Yes I think I basically agree. That is, I think it's very possible that capabilities research is inherently easier to automate than alignment research; I am very worried about the least cautious actors pushing forward prematurely; as I tried to emphasize in the post, I think capability restraint is extremely important (and: important even if we can successfully automate alignment research); and I think that norms/laws are likely to play an important role there. 

Note that conceptual research, as I'm understanding it, isn't defined by the cognitive skills involved in the research -- i.e., by whether the researchers need to have "conceptual thoughts" like "wait, is this measuring what I think it's measuring?". I agree that normal science involves a ton of conceptual thinking (and many "number-go-up" tasks do too). Rather, conceptual research as I'm understanding it is defined by the tools available for evaluating the research in question.^[1] In particular, as I'm understanding it, cases where neither available empirical tests nor formal methods help much.

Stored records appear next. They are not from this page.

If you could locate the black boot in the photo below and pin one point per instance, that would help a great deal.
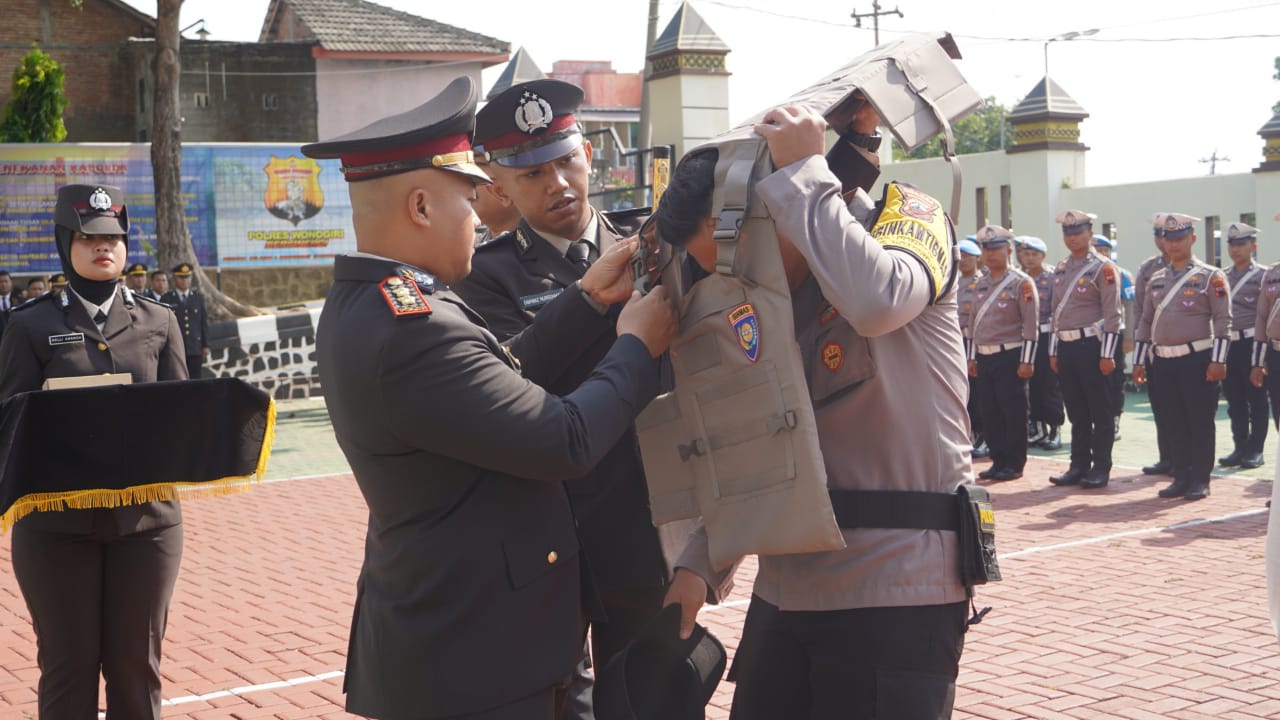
(1176, 488)
(1073, 475)
(1161, 468)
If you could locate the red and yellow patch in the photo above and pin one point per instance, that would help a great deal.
(832, 356)
(403, 297)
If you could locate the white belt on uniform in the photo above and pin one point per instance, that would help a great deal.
(995, 349)
(1184, 349)
(1072, 336)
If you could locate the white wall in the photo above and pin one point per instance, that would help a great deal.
(351, 94)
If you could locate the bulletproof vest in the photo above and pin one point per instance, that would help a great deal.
(736, 441)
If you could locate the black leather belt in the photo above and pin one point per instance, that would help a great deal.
(895, 509)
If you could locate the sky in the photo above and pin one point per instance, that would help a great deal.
(1168, 83)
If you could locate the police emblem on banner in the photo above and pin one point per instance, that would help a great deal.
(748, 328)
(293, 188)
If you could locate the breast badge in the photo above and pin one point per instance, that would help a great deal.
(748, 328)
(403, 297)
(832, 356)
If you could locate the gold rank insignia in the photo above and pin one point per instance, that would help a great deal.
(403, 297)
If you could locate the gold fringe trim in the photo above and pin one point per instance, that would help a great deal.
(140, 495)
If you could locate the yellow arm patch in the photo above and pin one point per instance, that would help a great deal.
(913, 222)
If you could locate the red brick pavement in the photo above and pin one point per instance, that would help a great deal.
(1114, 605)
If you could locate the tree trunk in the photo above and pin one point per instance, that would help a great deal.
(173, 240)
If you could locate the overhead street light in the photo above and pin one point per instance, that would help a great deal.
(1065, 37)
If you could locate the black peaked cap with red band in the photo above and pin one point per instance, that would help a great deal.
(434, 135)
(530, 123)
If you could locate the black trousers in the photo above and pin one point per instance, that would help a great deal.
(97, 600)
(1246, 405)
(1084, 392)
(1045, 391)
(1115, 381)
(1156, 395)
(1002, 402)
(864, 664)
(1192, 408)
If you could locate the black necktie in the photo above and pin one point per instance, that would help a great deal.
(580, 254)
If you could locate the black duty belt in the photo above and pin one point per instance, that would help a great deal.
(895, 509)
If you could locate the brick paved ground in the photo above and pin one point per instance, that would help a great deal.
(1115, 604)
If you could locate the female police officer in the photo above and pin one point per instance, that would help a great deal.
(96, 582)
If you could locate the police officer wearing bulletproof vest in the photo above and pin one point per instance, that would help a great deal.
(470, 596)
(1086, 324)
(96, 580)
(1185, 329)
(1002, 336)
(1155, 386)
(1046, 410)
(188, 304)
(1246, 405)
(539, 160)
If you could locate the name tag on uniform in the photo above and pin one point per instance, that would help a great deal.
(69, 338)
(534, 301)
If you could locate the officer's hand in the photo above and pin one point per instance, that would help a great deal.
(689, 592)
(650, 318)
(794, 132)
(1215, 372)
(608, 279)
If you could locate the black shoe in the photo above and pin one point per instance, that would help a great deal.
(1096, 479)
(1070, 477)
(1197, 491)
(1161, 468)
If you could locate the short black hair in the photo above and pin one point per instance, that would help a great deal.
(688, 201)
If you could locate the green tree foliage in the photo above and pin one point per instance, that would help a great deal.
(979, 132)
(35, 110)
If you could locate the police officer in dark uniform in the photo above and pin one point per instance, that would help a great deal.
(539, 160)
(470, 597)
(1082, 351)
(1046, 410)
(1246, 405)
(1002, 335)
(190, 306)
(1185, 329)
(96, 582)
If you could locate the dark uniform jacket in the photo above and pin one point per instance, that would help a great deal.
(192, 319)
(513, 277)
(470, 593)
(54, 337)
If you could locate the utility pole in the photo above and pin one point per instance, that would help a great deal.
(874, 16)
(1214, 160)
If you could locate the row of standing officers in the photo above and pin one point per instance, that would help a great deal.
(1196, 327)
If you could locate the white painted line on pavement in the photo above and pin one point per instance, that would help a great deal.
(1132, 533)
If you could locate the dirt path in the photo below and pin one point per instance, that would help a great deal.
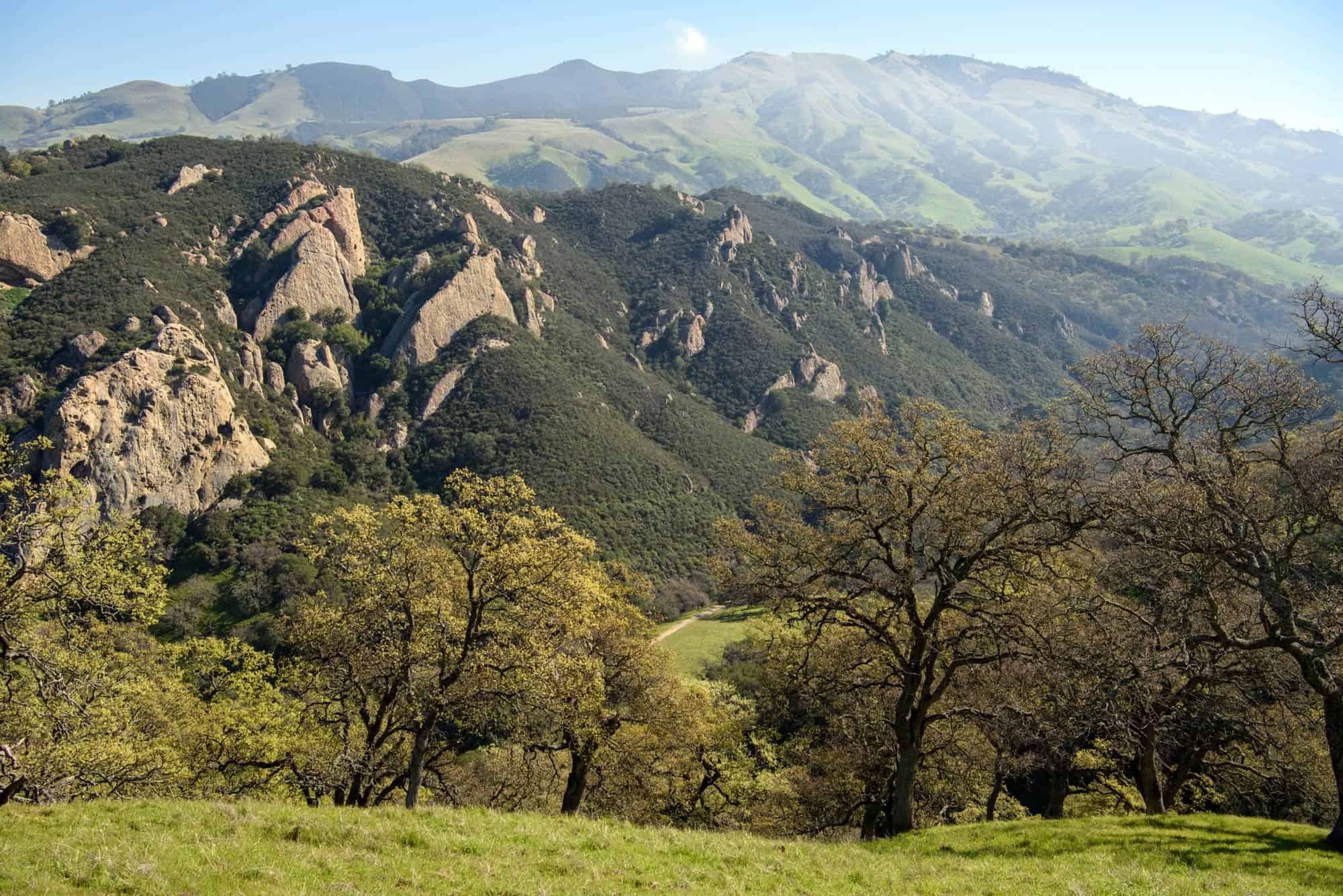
(684, 623)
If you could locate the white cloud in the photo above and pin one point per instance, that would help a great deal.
(691, 40)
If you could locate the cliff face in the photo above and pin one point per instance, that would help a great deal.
(428, 326)
(158, 427)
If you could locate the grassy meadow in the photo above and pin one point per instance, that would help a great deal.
(179, 847)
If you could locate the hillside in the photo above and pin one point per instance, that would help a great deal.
(260, 848)
(933, 140)
(300, 328)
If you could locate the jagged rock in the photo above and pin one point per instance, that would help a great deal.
(225, 309)
(319, 278)
(491, 201)
(253, 365)
(314, 366)
(275, 376)
(880, 326)
(527, 266)
(428, 326)
(464, 228)
(158, 427)
(404, 272)
(872, 290)
(534, 319)
(340, 216)
(85, 345)
(193, 175)
(694, 337)
(26, 252)
(21, 396)
(441, 391)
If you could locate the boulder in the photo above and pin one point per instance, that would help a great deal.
(319, 278)
(314, 366)
(26, 252)
(193, 175)
(441, 391)
(19, 396)
(429, 325)
(273, 376)
(158, 427)
(340, 216)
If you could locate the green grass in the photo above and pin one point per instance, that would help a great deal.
(170, 847)
(703, 642)
(14, 297)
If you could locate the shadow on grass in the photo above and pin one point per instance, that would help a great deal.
(1199, 843)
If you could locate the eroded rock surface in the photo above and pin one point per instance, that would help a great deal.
(158, 427)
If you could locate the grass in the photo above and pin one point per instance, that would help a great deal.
(14, 297)
(703, 642)
(203, 848)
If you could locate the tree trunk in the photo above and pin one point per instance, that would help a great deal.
(1334, 734)
(900, 804)
(577, 784)
(416, 772)
(992, 804)
(1149, 772)
(1058, 788)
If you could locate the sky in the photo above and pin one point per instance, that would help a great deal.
(1267, 60)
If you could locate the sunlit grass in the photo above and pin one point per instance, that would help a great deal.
(261, 848)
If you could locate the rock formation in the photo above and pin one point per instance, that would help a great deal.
(158, 427)
(429, 325)
(193, 175)
(26, 252)
(737, 231)
(319, 278)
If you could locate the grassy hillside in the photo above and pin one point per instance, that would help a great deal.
(259, 848)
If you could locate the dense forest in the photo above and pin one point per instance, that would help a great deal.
(344, 482)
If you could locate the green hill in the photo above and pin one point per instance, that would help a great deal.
(643, 391)
(933, 140)
(260, 848)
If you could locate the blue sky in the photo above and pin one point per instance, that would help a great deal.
(1277, 60)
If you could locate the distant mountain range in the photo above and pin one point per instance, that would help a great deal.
(931, 140)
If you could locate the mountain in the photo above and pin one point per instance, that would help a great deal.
(931, 140)
(225, 337)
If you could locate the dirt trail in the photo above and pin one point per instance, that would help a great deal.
(684, 623)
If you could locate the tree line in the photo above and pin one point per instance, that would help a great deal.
(1131, 603)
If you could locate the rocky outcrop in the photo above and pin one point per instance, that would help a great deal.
(429, 325)
(871, 287)
(319, 278)
(694, 336)
(193, 175)
(19, 396)
(26, 252)
(158, 427)
(491, 201)
(404, 272)
(464, 227)
(340, 216)
(737, 231)
(526, 262)
(253, 365)
(312, 366)
(811, 370)
(441, 391)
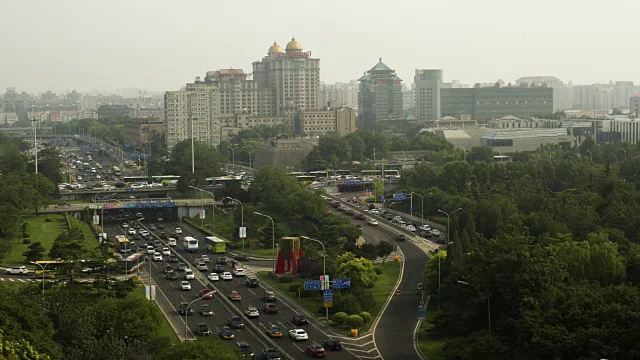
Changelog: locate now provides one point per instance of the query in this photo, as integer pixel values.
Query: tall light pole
(273, 238)
(449, 220)
(186, 312)
(324, 263)
(241, 217)
(213, 204)
(421, 211)
(488, 301)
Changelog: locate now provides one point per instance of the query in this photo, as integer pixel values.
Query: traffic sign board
(342, 283)
(313, 285)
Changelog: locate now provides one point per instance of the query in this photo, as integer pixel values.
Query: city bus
(132, 263)
(190, 244)
(48, 268)
(216, 245)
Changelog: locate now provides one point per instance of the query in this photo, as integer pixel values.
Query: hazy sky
(160, 45)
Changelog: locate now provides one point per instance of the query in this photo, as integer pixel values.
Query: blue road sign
(342, 283)
(313, 285)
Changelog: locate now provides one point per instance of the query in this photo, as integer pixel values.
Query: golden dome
(293, 45)
(275, 49)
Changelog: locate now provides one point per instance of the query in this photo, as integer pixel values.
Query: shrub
(355, 321)
(366, 317)
(286, 279)
(340, 318)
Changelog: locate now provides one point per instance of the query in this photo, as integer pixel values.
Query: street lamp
(213, 204)
(421, 211)
(488, 301)
(273, 238)
(186, 312)
(448, 220)
(324, 263)
(43, 267)
(241, 217)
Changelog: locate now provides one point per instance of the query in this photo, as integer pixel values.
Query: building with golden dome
(292, 77)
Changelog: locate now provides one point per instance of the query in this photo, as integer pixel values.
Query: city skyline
(157, 45)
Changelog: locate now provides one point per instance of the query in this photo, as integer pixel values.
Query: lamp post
(43, 267)
(213, 204)
(448, 220)
(324, 263)
(421, 211)
(241, 216)
(488, 302)
(273, 238)
(186, 312)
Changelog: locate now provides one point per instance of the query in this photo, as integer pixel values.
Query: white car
(185, 285)
(226, 276)
(213, 277)
(189, 275)
(251, 312)
(19, 270)
(298, 334)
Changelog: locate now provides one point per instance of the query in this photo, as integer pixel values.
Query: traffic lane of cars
(253, 297)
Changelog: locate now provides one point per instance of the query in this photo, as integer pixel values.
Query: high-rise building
(380, 97)
(428, 88)
(290, 78)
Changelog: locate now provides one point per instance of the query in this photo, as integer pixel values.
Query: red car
(316, 350)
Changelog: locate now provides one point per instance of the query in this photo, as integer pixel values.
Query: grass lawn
(42, 231)
(165, 328)
(385, 283)
(429, 342)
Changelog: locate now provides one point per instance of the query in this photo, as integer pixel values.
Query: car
(270, 308)
(234, 296)
(188, 274)
(251, 282)
(226, 333)
(299, 320)
(203, 330)
(205, 310)
(207, 293)
(298, 334)
(182, 309)
(316, 350)
(270, 354)
(18, 270)
(235, 322)
(268, 296)
(251, 312)
(274, 331)
(332, 345)
(213, 277)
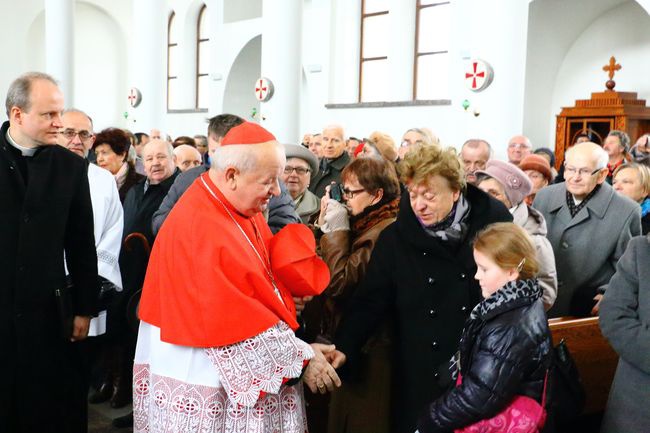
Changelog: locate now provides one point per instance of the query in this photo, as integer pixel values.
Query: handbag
(522, 415)
(566, 389)
(63, 299)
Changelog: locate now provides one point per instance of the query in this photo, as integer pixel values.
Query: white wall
(626, 37)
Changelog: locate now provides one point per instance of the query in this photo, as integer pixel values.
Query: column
(282, 64)
(59, 45)
(148, 64)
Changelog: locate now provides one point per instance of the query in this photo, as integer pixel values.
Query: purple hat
(515, 182)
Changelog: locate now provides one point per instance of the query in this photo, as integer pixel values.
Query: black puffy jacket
(505, 351)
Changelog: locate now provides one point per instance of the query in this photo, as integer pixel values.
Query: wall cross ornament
(611, 69)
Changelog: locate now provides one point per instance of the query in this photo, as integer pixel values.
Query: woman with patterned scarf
(505, 350)
(633, 180)
(420, 276)
(370, 189)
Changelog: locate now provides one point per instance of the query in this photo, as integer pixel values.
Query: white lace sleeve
(260, 364)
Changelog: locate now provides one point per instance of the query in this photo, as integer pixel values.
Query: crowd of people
(206, 280)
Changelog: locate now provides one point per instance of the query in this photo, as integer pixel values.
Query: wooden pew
(594, 357)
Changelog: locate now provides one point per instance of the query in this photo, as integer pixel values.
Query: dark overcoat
(429, 289)
(39, 220)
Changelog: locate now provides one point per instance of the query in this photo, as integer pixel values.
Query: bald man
(186, 157)
(589, 226)
(334, 159)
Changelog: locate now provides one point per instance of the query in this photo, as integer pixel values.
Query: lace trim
(260, 364)
(106, 257)
(165, 405)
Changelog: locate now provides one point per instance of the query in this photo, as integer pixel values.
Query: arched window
(373, 64)
(172, 64)
(431, 69)
(202, 57)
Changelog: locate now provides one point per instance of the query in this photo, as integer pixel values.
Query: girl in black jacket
(506, 345)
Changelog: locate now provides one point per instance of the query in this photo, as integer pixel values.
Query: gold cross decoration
(611, 69)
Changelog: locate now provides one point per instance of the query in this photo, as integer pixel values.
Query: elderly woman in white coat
(625, 322)
(510, 185)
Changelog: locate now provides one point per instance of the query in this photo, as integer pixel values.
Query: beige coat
(533, 222)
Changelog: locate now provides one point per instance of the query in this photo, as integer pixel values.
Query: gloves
(336, 217)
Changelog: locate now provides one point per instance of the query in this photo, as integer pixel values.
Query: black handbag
(566, 389)
(63, 299)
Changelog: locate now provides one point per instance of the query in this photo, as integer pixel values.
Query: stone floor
(100, 417)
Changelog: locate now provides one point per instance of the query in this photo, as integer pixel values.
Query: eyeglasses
(518, 146)
(349, 193)
(407, 143)
(299, 170)
(571, 171)
(69, 134)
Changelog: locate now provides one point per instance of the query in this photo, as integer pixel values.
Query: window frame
(170, 44)
(199, 41)
(368, 59)
(416, 53)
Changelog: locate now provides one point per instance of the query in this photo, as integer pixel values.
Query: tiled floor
(101, 415)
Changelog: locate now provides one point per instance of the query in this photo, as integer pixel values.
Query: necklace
(267, 265)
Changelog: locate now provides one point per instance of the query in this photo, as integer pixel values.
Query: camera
(336, 192)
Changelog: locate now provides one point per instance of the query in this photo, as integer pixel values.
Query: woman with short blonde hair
(420, 276)
(633, 180)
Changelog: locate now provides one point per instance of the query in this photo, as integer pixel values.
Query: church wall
(622, 32)
(555, 29)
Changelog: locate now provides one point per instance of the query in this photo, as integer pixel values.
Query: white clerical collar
(25, 151)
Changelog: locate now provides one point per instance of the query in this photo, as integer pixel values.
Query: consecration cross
(611, 69)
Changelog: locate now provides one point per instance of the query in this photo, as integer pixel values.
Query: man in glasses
(519, 147)
(46, 212)
(589, 226)
(76, 135)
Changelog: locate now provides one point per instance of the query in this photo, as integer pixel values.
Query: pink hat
(247, 133)
(537, 163)
(515, 182)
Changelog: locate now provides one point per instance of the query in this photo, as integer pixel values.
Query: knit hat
(247, 133)
(295, 151)
(515, 182)
(537, 163)
(384, 144)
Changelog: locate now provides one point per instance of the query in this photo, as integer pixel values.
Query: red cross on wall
(474, 74)
(261, 90)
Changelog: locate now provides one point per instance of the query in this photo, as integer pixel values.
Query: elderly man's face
(612, 146)
(333, 143)
(518, 149)
(410, 139)
(41, 124)
(352, 146)
(76, 133)
(254, 189)
(474, 158)
(158, 161)
(296, 176)
(187, 157)
(581, 175)
(538, 180)
(432, 200)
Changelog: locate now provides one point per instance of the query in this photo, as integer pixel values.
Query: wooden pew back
(594, 357)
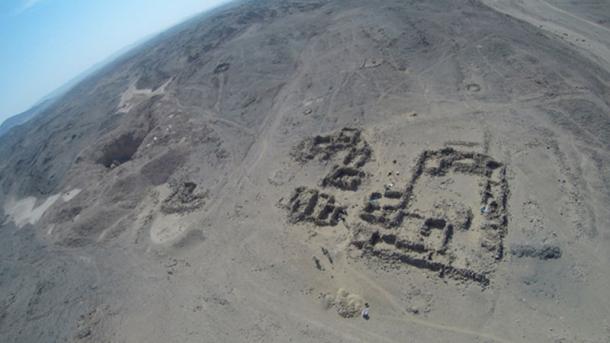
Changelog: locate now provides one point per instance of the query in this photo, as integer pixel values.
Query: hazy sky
(45, 43)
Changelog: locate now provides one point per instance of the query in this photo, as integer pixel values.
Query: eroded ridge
(450, 217)
(348, 147)
(310, 205)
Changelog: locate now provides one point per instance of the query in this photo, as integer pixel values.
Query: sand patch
(133, 96)
(25, 211)
(67, 196)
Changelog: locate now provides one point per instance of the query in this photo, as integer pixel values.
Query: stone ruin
(348, 146)
(449, 217)
(310, 205)
(443, 235)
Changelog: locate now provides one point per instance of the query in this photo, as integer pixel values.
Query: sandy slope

Thus, in your neurotransmitter example, it does indeed take some kind of "conceptual thinking" to come up with the thought "maybe it actually takes longer for neurotransmitters to get re-absorbed than it takes for them to clear from the cleft." But if some AI presented us with this claim, the question is whether we could evaluate it via some kind of empirical test, which it sounds like we plausibly could. Of course, we do still need to interpret the results of these tests -- e.g., to understand enough about what we're actually trying to measure to notice that e.g. one measurement is getting at it better than another. But we've got rich empirical feedback loops to dialogue with. 

So if we interpret "conceptual work" as conceptual thinking, I do agree that "there will be market pressure to make AI good at conceptual work, because that's a necessary component of normal science." And this is closely related to the comforts I discuss in section 6.1. That is: a lot of alignment research seems pretty comparable to me to the sort of science at stake in e.g. biology, physics, computer science, etc, where I think human evaluation has a decent track record (or at least, a better track record than philosophy/futurism), and where I expect a decent amount of market pressure to resolve evaluation difficulties adequately. So (modulo scheming AIs differentially messing with us in some domains vs. others), at least by the time we're successfully automating these other forms of science, I think we should be reasonably optimistic about automating that kind of alignment research as well. But this still leaves the type of alignment research that looks more centrally like philosophy/futurism, where I think evaluation is additionally challenging, and where the human track record looks worse.

1. ^{^}

   Thus, from section 6.2.3: "Conceptual research, as I’m understanding it, is defined by the methods available for evaluating it, rather than the cognitive skills involved in producing it. For example: Einstein on relativity was clearly a giant conceptual breakthrough. But because it was evaluable via a combination of empirical predictions and formal methods, it wouldn’t count as 'conceptual research' in my sense."